The people who are stuck on welfare permanently will be the first to tell you that if we're going to fix it, we have to return to those values, and we have to put them front and center. People who have worked their way off of welfare, after being afraid they'd be on it forever, will be the strongest in saying we've got to put work, family, and responsibility back into the system.

We have to change welfare so that it drives people toward the freedom of work, not the confines of dependence. Work is still the best social program ever invented. Work gives hope and structure and meaning to people's lives. And we won't have ended welfare as we know it until its central focus is to move people off welfare and into a job so that they can support themselves and their families.

We have to change welfare so that it strengthens families, and not weaken them. There is no substitute, none, for the loving devotion and equally loving discipline of caring parents. Governments don't raise children, parents do. There's some people out there who argue that we should let some sort of big, new institution take parents' place, that we should even take children away from parents as we cut them off welfare, even if they're doing a good job as parents, and put the children in orphanages. Well, those people are dead wrong. We need less governmental interference in family life, not more.
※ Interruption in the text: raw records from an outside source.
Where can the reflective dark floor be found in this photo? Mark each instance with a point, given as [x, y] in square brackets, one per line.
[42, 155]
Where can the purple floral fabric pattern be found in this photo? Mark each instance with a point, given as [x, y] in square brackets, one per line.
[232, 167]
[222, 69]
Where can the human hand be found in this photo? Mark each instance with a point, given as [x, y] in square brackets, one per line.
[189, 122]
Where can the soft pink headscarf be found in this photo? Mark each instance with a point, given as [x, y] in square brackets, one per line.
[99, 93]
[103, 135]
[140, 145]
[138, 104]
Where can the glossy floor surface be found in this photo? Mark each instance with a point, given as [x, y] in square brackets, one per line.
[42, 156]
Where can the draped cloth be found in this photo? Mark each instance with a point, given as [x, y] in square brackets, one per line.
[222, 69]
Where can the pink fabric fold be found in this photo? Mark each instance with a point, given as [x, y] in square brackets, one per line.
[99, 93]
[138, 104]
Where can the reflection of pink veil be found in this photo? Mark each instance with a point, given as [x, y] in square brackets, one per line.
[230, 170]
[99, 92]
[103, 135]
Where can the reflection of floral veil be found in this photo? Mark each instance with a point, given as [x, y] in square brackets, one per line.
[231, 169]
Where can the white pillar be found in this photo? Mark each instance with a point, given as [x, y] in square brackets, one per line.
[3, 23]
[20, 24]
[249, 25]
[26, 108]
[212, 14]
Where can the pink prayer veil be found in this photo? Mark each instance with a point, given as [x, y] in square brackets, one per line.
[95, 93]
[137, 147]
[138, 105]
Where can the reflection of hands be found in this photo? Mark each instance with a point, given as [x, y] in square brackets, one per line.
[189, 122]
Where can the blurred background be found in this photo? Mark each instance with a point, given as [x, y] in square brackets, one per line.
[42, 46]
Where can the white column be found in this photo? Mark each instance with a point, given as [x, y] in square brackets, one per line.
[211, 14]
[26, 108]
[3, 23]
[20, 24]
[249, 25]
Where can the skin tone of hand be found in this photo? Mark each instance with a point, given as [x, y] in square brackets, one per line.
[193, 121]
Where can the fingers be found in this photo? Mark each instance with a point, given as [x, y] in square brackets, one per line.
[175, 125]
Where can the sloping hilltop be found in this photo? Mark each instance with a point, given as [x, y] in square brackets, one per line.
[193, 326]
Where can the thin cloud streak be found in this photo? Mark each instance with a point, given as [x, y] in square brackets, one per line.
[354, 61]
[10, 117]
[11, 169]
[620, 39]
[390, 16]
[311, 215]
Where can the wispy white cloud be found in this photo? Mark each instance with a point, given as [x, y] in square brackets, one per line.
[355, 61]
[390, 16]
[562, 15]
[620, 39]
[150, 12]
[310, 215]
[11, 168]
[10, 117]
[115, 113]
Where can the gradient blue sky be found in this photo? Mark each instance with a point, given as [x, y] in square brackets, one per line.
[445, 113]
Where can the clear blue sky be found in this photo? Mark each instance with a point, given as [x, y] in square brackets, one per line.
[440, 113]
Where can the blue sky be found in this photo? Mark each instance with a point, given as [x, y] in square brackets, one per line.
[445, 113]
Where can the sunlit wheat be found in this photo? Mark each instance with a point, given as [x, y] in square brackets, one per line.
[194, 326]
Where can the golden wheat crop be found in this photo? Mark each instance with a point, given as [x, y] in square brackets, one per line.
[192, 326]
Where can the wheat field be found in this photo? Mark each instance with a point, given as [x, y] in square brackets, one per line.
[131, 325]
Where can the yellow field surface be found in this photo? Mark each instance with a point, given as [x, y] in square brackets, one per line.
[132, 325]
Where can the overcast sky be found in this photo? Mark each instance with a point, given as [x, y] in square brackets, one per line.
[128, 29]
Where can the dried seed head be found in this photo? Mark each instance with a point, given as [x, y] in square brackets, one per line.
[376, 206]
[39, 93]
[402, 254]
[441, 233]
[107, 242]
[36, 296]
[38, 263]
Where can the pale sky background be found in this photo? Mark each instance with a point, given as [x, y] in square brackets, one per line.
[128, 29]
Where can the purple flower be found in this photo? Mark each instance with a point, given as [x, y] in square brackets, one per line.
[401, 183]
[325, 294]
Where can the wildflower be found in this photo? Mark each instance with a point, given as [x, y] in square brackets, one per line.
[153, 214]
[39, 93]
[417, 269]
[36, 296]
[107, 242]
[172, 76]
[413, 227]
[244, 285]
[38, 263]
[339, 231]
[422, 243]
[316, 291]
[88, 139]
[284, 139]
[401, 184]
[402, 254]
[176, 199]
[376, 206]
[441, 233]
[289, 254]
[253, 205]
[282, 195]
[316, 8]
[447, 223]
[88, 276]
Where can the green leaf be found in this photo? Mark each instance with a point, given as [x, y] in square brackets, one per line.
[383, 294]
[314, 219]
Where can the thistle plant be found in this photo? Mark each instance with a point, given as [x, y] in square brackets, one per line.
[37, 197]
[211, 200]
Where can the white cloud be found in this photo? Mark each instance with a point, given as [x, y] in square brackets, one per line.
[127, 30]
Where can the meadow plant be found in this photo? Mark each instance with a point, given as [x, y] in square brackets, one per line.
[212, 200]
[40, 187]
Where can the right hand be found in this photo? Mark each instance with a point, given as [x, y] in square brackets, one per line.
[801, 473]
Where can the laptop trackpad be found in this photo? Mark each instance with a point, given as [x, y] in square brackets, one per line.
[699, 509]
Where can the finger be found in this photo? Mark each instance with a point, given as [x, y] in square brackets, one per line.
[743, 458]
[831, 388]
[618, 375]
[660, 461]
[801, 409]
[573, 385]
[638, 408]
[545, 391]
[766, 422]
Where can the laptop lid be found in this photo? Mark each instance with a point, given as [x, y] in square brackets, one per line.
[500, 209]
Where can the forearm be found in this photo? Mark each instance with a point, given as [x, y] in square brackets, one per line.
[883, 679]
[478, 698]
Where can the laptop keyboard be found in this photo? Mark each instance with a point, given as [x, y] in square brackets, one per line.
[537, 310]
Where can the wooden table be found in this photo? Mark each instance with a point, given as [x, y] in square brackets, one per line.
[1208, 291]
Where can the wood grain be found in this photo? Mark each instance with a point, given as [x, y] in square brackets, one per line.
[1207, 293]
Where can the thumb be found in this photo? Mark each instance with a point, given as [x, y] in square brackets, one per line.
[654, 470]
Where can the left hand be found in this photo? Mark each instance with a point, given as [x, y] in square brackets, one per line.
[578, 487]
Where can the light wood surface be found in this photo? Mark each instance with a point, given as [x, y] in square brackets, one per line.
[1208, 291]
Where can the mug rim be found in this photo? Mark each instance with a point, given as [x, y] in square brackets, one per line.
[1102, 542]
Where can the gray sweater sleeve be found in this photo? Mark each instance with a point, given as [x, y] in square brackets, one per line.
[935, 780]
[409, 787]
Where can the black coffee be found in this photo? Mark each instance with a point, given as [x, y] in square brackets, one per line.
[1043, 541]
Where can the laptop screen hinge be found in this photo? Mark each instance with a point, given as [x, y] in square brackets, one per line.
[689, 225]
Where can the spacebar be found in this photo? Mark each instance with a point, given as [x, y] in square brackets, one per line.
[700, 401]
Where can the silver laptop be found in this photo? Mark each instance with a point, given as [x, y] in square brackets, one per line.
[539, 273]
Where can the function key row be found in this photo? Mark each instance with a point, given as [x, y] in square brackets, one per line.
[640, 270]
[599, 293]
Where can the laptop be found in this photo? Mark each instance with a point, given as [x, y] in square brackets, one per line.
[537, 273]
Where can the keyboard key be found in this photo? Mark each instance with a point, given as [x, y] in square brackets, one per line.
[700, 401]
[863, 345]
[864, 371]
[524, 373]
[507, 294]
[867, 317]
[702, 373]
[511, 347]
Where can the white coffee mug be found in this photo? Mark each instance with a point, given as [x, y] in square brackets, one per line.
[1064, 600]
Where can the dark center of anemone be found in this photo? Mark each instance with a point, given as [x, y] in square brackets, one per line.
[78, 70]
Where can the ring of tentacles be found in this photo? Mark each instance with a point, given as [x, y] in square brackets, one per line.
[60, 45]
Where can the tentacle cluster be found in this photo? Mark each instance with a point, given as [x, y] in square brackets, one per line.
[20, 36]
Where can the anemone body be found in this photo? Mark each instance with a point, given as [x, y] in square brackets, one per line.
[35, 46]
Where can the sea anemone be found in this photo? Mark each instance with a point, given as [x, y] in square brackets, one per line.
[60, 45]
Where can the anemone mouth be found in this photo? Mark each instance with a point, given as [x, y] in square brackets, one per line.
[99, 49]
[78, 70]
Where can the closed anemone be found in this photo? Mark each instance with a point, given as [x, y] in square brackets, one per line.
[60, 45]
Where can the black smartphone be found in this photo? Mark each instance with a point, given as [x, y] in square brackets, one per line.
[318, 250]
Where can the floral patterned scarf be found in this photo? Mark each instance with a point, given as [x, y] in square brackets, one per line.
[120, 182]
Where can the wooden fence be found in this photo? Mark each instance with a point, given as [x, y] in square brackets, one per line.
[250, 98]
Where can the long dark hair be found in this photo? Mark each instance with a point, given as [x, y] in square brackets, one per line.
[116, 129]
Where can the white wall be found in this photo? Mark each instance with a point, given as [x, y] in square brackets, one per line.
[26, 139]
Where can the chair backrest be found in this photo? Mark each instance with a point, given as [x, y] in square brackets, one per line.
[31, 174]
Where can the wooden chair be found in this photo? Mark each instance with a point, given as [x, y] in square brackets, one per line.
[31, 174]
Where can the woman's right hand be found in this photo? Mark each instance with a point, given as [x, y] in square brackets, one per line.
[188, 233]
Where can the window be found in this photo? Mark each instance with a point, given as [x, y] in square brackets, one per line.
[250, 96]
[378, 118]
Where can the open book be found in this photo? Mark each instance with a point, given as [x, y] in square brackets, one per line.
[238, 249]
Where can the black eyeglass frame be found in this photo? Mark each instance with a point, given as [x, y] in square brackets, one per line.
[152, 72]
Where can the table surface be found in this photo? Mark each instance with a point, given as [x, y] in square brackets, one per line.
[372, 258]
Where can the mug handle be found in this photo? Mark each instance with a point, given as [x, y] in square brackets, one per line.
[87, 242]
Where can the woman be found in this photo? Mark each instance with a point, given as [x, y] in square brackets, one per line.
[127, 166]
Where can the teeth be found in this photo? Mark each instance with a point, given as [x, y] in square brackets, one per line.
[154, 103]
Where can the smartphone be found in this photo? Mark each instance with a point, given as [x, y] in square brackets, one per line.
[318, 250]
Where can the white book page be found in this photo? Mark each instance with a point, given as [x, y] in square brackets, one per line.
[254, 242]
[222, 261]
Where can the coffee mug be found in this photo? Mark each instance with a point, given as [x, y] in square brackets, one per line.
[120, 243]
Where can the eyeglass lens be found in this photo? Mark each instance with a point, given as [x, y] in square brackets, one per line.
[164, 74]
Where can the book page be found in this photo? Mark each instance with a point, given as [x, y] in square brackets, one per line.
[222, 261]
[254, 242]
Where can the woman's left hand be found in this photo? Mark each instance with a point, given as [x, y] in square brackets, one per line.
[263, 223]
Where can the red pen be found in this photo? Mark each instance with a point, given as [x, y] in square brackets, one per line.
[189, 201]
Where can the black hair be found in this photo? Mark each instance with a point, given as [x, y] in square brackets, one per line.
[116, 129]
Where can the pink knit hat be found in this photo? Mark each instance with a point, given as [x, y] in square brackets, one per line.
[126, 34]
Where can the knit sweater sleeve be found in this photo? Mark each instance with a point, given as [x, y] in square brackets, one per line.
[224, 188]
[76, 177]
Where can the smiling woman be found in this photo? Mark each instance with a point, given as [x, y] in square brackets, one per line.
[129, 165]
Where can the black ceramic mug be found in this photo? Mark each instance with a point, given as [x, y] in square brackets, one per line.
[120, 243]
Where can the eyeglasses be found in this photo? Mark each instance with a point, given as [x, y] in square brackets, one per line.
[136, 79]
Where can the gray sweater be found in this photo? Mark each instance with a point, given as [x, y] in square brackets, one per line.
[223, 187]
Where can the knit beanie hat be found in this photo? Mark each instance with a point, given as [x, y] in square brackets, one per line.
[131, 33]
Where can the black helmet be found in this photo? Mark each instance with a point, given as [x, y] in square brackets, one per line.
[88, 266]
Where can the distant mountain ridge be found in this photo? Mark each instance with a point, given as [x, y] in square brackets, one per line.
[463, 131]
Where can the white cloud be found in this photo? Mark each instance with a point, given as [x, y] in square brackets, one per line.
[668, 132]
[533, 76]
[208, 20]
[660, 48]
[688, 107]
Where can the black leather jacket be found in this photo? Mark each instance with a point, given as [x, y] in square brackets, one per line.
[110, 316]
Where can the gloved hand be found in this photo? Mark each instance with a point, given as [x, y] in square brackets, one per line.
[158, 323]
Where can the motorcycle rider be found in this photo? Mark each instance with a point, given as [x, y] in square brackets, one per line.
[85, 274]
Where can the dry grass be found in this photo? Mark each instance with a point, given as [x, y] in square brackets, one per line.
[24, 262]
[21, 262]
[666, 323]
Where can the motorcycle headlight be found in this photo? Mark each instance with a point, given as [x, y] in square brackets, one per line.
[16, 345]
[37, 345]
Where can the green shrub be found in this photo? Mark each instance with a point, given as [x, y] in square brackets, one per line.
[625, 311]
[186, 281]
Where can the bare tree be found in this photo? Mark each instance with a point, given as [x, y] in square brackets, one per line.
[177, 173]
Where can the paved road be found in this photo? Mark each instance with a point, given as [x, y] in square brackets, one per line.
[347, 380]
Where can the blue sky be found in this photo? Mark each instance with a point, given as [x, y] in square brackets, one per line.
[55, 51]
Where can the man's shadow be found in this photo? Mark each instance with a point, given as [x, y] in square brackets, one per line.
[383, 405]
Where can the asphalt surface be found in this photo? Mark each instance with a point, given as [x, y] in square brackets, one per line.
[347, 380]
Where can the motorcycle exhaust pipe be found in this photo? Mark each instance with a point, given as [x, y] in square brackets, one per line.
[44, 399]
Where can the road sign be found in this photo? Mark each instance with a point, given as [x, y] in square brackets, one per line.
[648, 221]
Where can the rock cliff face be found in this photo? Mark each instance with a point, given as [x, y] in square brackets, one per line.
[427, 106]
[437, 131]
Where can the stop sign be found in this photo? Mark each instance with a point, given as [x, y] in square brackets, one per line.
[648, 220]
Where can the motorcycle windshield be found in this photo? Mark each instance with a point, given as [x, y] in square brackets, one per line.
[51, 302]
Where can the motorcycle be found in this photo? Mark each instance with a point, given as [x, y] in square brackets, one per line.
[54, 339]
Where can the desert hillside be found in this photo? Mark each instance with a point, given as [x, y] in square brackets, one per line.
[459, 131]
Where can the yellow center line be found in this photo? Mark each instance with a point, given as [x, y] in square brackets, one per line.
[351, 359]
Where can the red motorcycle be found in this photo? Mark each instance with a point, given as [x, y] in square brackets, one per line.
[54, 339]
We have to change the welfare system so that it demands the same responsibility already shouldered by millions and millions of Americans who already get up every day and go to work and struggle to make ends meet and raise their children. Anyone who can work should do so. Anyone who brings a child into this world ought to take responsibility for that child. And no one—no one—should get pregnant or father a child who isn't prepared to raise the child, love the child, and take financial and personal responsibility for the child's future.

That's why welfare reform must include a national campaign against teen pregnancy and the toughest possible enforcement of our child support laws, along with the requirement that people on welfare will have to get off of it and go to work after a specified period of time. It also means that if you're going to require that, there has to be a job there for them and support for people who are working to raise their children in the proper way.

I've worked on this welfare reform issue for 14 years, since I first became Governor of my State. I've worked with other Governors, with Members of Congress from both parties, but most importantly with people on welfare and people who've worked their way off of it. I know that most people out there on welfare don't like it a bit, would give anything to get off, and really want to be good, hard-working citizens and successful parents.

There are a lot of ideas out there for reforming welfare. Some are really good, and some are just political attention-getters. Since I became President, I've worked hard on this. I've already introduced welfare reform legislation in the last session of Congress. We've also given 20 States relief from cumbersome Federal bureaucracy rules so that they can pursue welfare reform on their own. We've done that for more States than the previous two administrations combined.

There's still some disagreement about what we ought to do, but everybody agrees that the system is badly broken and needs to be fixed. It's a bad deal for the taxpayers who pay the bills, and it's a worse deal for the families who are permanently stuck on it.

Two days ago, after meeting with Governors from both the Democratic and Republican Parties, I announced that we're going to host a national bipartisan working session on welfare reform at the White House in January. I call for this session as a first step in an honest and forthright discussion about America's welfare system and how to fix it. It's not going to be easy, but our responsibility to the American people is to put aside partisan differences and to turn our full attention to the problems at hand.

The American people deserve a Government that honors their values and spends their money wisely and a country that rewards people who work hard and play by the rules. Working together, that's what we can give them.

Thanks for listening.

NOTE: The address was recorded at 6:19 p.m. on December 8 in the Oval Office at the White House for broadcast at 10:06 a.m. on December 10.